O.J. Simpson Passes Away!!

O.J. Simpson – athlete, actor, and accused murderer – has died. Simpson died of cancer yesterday at age 76. According to a statement released by his family to Deadline, Simpson “was surrounded by his children and grandchildren. During this time of transition, his family asks that you please respect their wishes for privacy and grace.”

Orenthal James Simpson was born in 1947 in San Francisco, California. After a troubled youth, he became a star running back for the USC Trojans, winning the Heisman Trophy in 1968. After college, he was drafted by the Buffalo Bills, and led the league in rushing for four seasons. Nicknamed “Juice”, he was a fan favorite and one of the league’s biggest stars, but was beset by injury and discipline issues, and was traded to the San Francisco 49ers, where he played his final two seasons before retiring. With his football career over, he turned to the screen. He’d begun his acting career while still at USC, appearing in an episode of Dragnet, and starred in films and TV shows including Roots, The Towering Inferno, and Capricorn One during his NFL career. His most memorable role, however, came in the Naked Gun comedies, where he played the luckless Detective Nordberg.

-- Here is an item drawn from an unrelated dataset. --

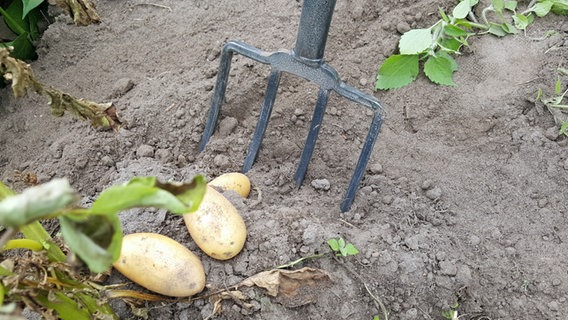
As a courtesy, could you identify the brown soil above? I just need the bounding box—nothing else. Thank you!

What Was the O.J. Simpson Trial?

Although well-known for his football and acting career, Simpson became the most notorious man in America in the summer of 1994, when his ex-wife Nicole Brown Simpson and her friend Ron Goldman were brutally murdered outside her Brentwood home. Simpson, who has a history of domestic violence against Brown, was arrested (although not before briefly leading the police on a televised chase in his Ford Bronco) and charged with both murders. The trial that ensued in 1995 was front-page news for months on end, and dominated the airwaves. Although the evidence against Simpson looked solid, Simpson‘s “Dream Team” of defense lawyers (which included longtime friend Robert Kardashian, the patriarch of the now-famous family) ultimately made the case that the prosecution of Simpson was motivated by racism. He was controversially acquitted, although he was later found liable for Brown and Goldman‘s deaths in a civil trial, stripping him of much of his wealth. Simpson spent the rest of his life periodically attempting to capitalize on his newfound notoriety, and spent several years in a Nevada jail after participating in a failed heist of his sports memorabilia.

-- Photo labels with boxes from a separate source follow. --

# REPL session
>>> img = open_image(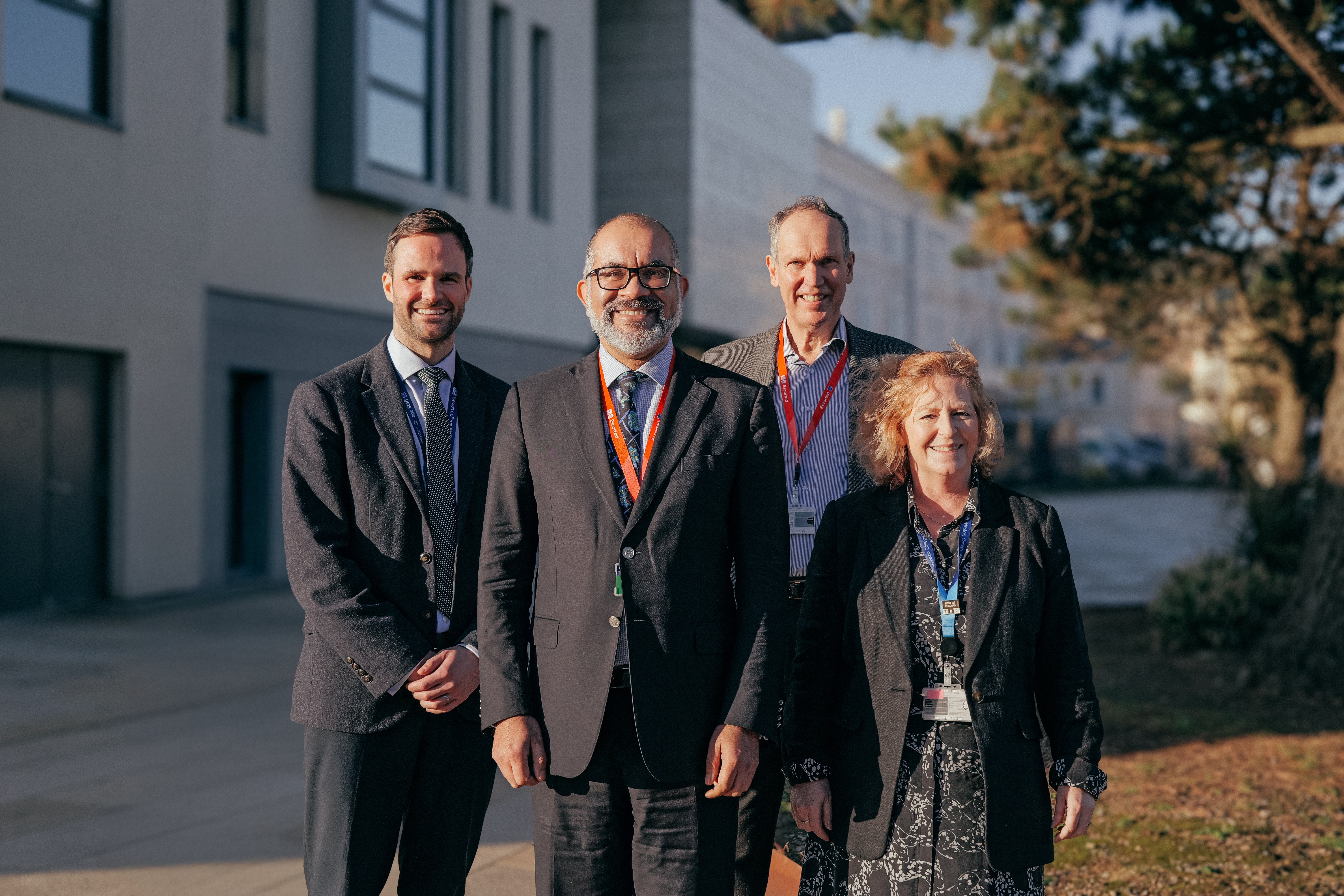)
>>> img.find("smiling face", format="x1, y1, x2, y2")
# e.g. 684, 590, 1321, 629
900, 376, 980, 477
383, 234, 472, 364
577, 218, 689, 360
765, 208, 853, 332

As a subject of enormous public interest following his trial, Simpson‘s life was fodder for a number of true-crime documentaries and TV movies, and in innumerable contemporary parodies and late-night comedy bits. The case was fully chronicled in the acclaimed first season of FX‘s American Crime Story, in which Simpson was portrayed by Cuba Gooding, Jr. He was also the subject of the searing ESPN documentary O.J.: Made in America.

Simpson is survived by four children, two from his marriage with Brown and two from an earlier marriage to Marguerite Whitley; Arnelle, Jason, Sydney, and Justin. A third child from his first marriage, Aaren, drowned as a toddler.